Since May 2015, there has been a Zika virus outbreak in South and Central America, including the Caribbean. The Zika virus can cause birth defects, including microcephaly (small head size). Although the WHO has lifted the international emergency situation, alertness about the Zika virus is still needed. Women who are pregnant or may become pregnant still have to take the Zika virus into account when they want to travel. RIVMNational Institute for Public Health and the Environment reiterates the travel advice for regions where Zika virus is present.
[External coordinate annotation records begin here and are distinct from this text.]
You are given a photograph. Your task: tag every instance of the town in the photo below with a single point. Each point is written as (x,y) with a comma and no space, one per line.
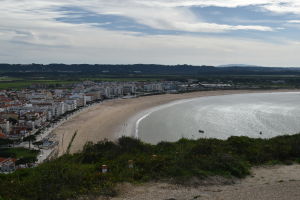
(31,115)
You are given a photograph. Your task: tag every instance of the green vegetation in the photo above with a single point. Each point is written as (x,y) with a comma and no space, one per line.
(80,174)
(18,152)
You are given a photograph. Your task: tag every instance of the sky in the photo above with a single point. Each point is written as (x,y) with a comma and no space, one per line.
(171,32)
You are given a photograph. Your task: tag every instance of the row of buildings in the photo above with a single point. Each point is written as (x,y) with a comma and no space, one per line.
(27,109)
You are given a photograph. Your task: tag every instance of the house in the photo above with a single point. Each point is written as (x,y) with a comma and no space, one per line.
(18,132)
(2,136)
(7,165)
(5,125)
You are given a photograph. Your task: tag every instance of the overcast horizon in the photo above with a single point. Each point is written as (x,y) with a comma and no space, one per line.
(169,32)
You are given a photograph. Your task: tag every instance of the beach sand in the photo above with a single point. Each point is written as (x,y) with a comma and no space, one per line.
(107,120)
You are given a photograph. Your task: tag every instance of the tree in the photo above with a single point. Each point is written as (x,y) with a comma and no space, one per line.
(30,139)
(29,159)
(38,143)
(5,142)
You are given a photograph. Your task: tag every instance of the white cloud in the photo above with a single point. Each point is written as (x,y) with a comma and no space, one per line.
(31,33)
(294,21)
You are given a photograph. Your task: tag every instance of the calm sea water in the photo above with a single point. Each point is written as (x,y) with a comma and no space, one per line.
(220,117)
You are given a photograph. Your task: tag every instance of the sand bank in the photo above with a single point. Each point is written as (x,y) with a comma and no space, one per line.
(107,120)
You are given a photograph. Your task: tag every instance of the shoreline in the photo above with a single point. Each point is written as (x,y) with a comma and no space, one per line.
(113,119)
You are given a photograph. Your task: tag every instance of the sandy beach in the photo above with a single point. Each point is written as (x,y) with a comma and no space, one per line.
(107,120)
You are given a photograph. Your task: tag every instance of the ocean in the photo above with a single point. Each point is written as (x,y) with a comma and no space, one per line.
(260,115)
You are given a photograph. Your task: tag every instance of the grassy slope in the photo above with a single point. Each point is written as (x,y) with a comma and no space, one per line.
(80,173)
(20,152)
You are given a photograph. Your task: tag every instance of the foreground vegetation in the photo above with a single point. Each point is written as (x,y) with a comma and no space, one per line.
(81,173)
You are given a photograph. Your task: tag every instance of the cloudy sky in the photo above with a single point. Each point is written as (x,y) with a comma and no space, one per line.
(197,32)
Pregnant women who would like to travel to a country with a high risk of contracting the Zika virus are advised to postpone their trip until after pregnancy. Women who may become pregnant and travel to a country where the Zika virus is present are advised to postpone pregnancy until at least one month after their return. More information can be found on the Zika Virus and Pregnancy page.
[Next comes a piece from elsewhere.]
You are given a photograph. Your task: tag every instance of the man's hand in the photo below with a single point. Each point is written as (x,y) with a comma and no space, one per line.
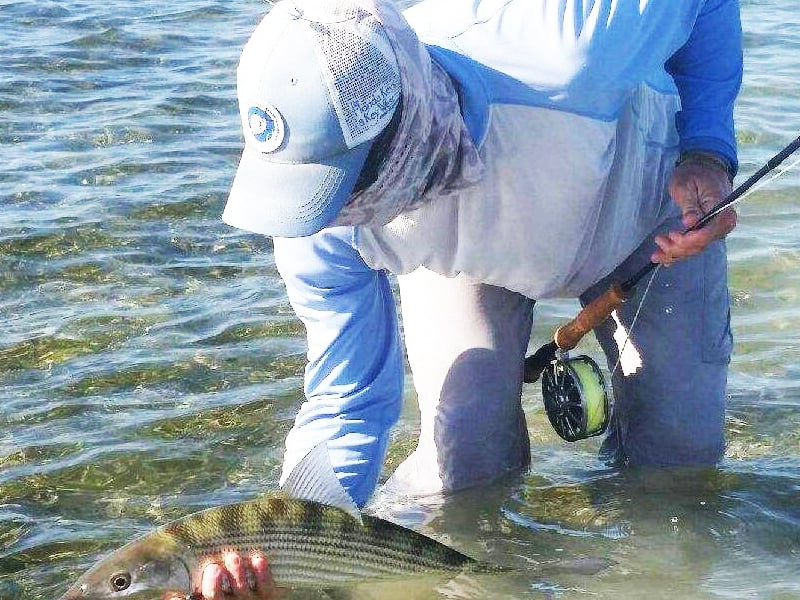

The Zika virus can be transmitted sporadically via sexual contact. The virus has been found in sperm. However, the risk of becoming infected with the Zika virus is deemed to be very small. To prevent contamination altogether, men who have visited countries with a high risk of contracting the Zika virus are advised to use a condom for two months; certainly when they have sexual contact with a pregnant woman. See also the Zika Virus and Pregnancy page.
The Zika virus is mainly spread by the yellow fever mosquito or dengue mosquito (Aedes aegypti) . This mosquito does not occur naturally in the Netherlands. An infection with the Zika virus is usually fairly mild. Most people have no symptoms at all. However, it has been scientifically proven that an infection during pregnancy may cause harm to the unborn child.